Diskursus tentang syariah ini bisa dikemas secara bijak di dalam pemberitaan media. Yakni dengan tidak mengonfrontasikan imbuan itu sebagai informasi yang hitam-putih, melainkan menjadi bekal pengetahuan atau referensi bagi mereka yang merasa terkait dan membutuhkannya. Pemberitaan yang tidak konfrontatif itu berkonotasi jauh dari narasi-narasi provokasi. Bahkan umat Nasrani pun bisa ikut memahami sebagai bagian dari keindahan keberagaman. Wartawan membantu MUI untuk menginformasikan imbauan tersebut, tetapi tidak dalam kapasitas untuk ikut membangun opini yang men-judge.

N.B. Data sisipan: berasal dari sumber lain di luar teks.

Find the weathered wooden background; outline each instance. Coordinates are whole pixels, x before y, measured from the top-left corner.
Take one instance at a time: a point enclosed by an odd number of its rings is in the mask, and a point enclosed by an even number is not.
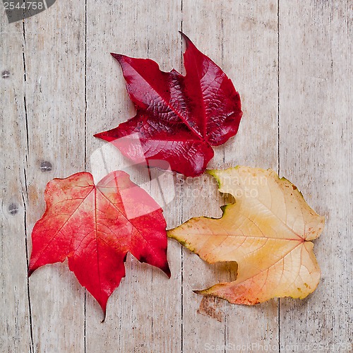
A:
[[[56,0],[9,25],[0,4],[0,351],[350,350],[352,11],[349,0]],[[298,186],[327,219],[314,241],[322,280],[302,301],[201,301],[192,289],[234,277],[232,266],[208,265],[169,241],[172,278],[128,257],[101,323],[98,304],[65,264],[28,279],[30,233],[46,184],[90,171],[103,145],[92,135],[133,114],[109,53],[183,71],[181,30],[242,98],[239,134],[210,166],[272,167]],[[174,181],[169,227],[220,215],[207,176]]]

Natal identik dengan opini publik mengenai kesan kecemasan, apabila pemberitaan secara tidak bijak mendorong pemahaman tunggal tentang rigiditas pengamanan oleh aparat kepolisian. Memang terdapat fakta tentang ikhtiar pengamanan secara preventif, terutama terkait dengan kemungkinan teror, namun tentu tidak harus disajikan dengan nuansa kekhawatiran yang seram dan suram. Media bisa memberitakan fakta pengamanan itu sebagai tugas reguler yang natural dan terbiasa “dilihat” oleh masyarakat. Juga bagaimana secara cerdas memberitakan imbauan-imbauan tentang larangan sweeping.
Sebaliknya, penjagaan sejumlah gereja oleh Banser justru layak dikemas dengan blow up sebagai ekspresi toleransi antaragama. Inilah yang bisa di-setting dan di-framing sebagai inspirasi mengenai wujud indah sikap dasar keberagaman. Komitmen Banser, bagaimanapun merupakan perwujudan cinta kebhinekaan yang perlu menjadi contoh elemen-elemen kemasyarakatan lainnya.
Sadar Kebhinekaan
Positioning wartawan dalam peliputan nan indah tentang perayaan Natal, juga hari-hari raya keagamaan lainnya, menuntut pengungkapan sikap dasar yang “dari sononya” seharusnya melekat, yakni sadar kebhinekaan. Wartawan peliput perayaan Natal tidak harus mereka yang kristiani, sama halnya dengan pemberitaan Idul Fitri, Idul Adha, atau Maulid Nabi tidak harus diliput oleh wartawan muslim.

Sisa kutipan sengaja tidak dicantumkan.